Dato il loro udito raffinato, i due punti chiave del gioco sono muoversi accucciati e trattenere il respiro nei momenti essenziali, in particolare quest'ultima meccanica è stata gestita in modo interessante: se dovesse infatti capitarci di passare in un'area particolarmente polverosa o troppo vicino a un falò, Thomas inizierà a tossire attirando l'attenzione di chiunque sia a portata d'orecchio. Considerato che il fiato si può trattenere per un tempo limitato, ci sono casi in cui è necessario pianificare le proprie mosse dopo aver osservato con attenzione i dintorni, pena essere picchiati a morte dai Quiet Man. Nel complesso basare il nucleo dell'esperienza attorno all'ascolto funziona ma non sarebbe stato male perfezionare ancora di più l'udito delle creature, sulla falsa riga di un Alien: Isolation, per rendere l'esperienza ancora più tesa: a fare un po' da contraltare c'è la scarsità di risorse (anche in modalità Normale) e il fatto che Thomas produca più rumore quando è ferito, obbligandoci da un lato a non abusare delle cure e dall'altro a evitare di farci colpire. La totale assenza dell'autosalvataggio, in favore di fonografi per il fai da te, invita poi a esercitare massima prudenza.
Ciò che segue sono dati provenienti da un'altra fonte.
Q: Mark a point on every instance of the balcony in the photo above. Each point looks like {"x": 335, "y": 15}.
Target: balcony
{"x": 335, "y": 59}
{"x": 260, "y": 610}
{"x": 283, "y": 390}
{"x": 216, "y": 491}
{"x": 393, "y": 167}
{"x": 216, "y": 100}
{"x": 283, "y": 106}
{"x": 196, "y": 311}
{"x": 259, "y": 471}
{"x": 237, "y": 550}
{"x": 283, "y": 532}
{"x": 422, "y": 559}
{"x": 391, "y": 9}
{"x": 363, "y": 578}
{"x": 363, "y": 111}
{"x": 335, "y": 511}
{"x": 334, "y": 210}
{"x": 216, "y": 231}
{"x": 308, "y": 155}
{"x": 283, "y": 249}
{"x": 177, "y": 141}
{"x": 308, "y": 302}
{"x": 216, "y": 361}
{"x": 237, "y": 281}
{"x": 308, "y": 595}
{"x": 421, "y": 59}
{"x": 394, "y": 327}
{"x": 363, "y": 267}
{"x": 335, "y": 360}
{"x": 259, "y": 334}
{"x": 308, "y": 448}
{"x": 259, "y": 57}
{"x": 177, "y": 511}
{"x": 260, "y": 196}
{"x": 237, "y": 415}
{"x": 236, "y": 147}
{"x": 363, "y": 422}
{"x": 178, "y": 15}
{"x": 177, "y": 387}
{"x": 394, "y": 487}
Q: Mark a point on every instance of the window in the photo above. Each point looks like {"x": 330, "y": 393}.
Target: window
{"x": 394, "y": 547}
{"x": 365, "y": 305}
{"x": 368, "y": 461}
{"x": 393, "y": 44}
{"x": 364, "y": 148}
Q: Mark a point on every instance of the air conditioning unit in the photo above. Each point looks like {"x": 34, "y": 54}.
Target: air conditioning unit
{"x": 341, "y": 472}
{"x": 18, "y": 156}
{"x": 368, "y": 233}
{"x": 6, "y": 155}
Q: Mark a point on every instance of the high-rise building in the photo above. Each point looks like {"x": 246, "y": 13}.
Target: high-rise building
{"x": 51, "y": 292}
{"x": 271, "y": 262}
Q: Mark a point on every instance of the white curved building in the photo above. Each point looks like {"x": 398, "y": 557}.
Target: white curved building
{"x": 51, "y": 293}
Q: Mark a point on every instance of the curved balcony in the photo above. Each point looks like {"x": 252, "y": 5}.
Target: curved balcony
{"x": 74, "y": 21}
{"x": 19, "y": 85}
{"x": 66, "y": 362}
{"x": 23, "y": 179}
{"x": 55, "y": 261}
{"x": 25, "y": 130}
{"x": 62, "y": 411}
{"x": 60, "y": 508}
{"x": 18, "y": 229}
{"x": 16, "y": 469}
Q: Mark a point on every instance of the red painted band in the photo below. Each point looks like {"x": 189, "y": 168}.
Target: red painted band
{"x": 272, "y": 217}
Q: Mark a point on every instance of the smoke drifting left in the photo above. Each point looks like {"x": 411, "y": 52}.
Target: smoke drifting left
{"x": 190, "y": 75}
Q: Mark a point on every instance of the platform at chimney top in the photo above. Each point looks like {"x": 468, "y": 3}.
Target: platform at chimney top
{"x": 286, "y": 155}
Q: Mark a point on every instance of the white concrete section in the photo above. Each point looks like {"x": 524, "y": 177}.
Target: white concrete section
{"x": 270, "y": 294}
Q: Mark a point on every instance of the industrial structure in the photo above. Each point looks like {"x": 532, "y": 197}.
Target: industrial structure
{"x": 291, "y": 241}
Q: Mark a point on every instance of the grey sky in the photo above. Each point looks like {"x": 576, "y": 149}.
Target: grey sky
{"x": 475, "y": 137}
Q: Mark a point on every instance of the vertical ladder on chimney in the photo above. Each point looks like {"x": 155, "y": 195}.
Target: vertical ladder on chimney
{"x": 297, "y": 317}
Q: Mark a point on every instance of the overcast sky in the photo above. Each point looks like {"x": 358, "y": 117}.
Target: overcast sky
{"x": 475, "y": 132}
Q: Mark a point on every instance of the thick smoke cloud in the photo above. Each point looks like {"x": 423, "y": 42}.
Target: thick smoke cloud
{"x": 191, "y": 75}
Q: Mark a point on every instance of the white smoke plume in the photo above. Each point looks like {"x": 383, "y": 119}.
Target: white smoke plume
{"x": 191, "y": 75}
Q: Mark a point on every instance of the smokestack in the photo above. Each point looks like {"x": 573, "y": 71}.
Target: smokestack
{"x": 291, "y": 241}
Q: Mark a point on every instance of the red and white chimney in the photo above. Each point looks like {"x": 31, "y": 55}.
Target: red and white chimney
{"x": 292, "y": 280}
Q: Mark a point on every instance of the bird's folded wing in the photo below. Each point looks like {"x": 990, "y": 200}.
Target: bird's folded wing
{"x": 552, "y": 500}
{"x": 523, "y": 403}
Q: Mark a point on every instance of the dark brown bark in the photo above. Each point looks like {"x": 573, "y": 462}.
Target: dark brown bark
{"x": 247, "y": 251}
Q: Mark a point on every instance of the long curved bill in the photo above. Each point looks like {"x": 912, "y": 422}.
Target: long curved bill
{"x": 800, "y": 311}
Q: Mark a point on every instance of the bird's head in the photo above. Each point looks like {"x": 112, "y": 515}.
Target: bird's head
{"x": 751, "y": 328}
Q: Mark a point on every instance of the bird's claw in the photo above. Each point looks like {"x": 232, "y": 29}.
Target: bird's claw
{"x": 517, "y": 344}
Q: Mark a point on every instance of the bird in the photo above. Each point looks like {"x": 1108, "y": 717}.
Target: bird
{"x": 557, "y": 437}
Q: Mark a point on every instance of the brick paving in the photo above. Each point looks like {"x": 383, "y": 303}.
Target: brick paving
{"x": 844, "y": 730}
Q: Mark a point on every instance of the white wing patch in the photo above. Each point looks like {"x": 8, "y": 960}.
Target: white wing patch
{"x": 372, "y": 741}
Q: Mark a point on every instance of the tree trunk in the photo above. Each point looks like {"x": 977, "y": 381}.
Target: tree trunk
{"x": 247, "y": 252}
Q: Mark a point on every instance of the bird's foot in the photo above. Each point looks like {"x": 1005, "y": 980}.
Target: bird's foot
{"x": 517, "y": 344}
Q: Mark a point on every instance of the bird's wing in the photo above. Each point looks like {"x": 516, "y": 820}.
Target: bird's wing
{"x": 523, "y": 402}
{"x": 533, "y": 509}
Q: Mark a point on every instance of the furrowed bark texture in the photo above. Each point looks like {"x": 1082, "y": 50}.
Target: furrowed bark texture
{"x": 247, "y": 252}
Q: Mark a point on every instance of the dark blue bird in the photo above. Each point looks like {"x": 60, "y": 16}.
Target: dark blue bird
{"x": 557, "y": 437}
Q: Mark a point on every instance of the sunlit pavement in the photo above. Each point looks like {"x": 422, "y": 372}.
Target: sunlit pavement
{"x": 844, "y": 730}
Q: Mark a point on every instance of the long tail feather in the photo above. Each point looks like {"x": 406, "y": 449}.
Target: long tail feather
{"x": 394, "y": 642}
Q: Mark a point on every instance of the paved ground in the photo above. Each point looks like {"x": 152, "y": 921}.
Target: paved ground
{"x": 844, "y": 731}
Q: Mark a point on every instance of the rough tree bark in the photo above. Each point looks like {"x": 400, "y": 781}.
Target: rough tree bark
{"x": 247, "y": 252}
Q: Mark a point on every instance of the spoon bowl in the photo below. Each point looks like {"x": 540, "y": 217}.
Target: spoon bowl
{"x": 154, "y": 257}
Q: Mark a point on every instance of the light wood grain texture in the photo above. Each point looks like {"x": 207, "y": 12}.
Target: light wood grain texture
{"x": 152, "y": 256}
Tra colossi immortali ed enigmi

Come ci si aspetta da un edificio abbandonato in un contesto horror, poche aree dell'hotel sono accessibili direttamente: alcune sono solo bloccate dal nostro lato, altre necessitano di una chiave speciale e infine ci sono quelle zone in cui per passare è necessario risolvere l'enigma del momento, sia esso completare gli stemmi di famiglia o attivare la corrente in punti specifici. Le opzioni di per sé non sono fra le più varie ma sono spesso accompagnate da un altro genere di difficoltà, come Quiet Man a profusione, aree "velenose", trappole e via discorrendo fino ad arrivare all'aspetto che più ci ha fatto storcere il naso: non sarebbe una lotta alla sopravvivenza se non ci fosse il consueto boss immortale a darci la caccia in uno specifico punto del gioco e il problema non è tanto quello, anzi dà un po' di pepe a un gameplay teso ma in genere piuttosto quieto. Il fatto tuttavia che sia onnisciente e sappia della nostra presenza nel momento in cui mettiamo piede nell'area ci è piaciuto meno, poiché ci costringe a rinunciare a qualunque pretesa di stealth per correre e sperare di essere più veloci. A porre l'accento negativo sulla questione c'è anche il fatto delle famose barriere invisibili che non può oltrepassare, come Nemesis e il negozio di giocattoli nel remake di Resident Evil 3. Abbiamo stressato un po' il gioco sotto questo aspetto e ci siamo accorti che, sullo stesso piano, c'erano punti che il boss non poteva superare e si limitava ad aspettarci lì, girando in cerchio per ammazzare la noia. Ovviamente andava tutto a nostro discapito, essendo lui grosso abbastanza da impedire il passaggio nei corridoi, ma il punto è che anche nascondendoci sapeva perfettamente dove trovarci. Sebbene al cardiopalma, è una scelta alla lunga frustrante e che va a soffocare abbastanza l'idea di non dover produrre alcun suono.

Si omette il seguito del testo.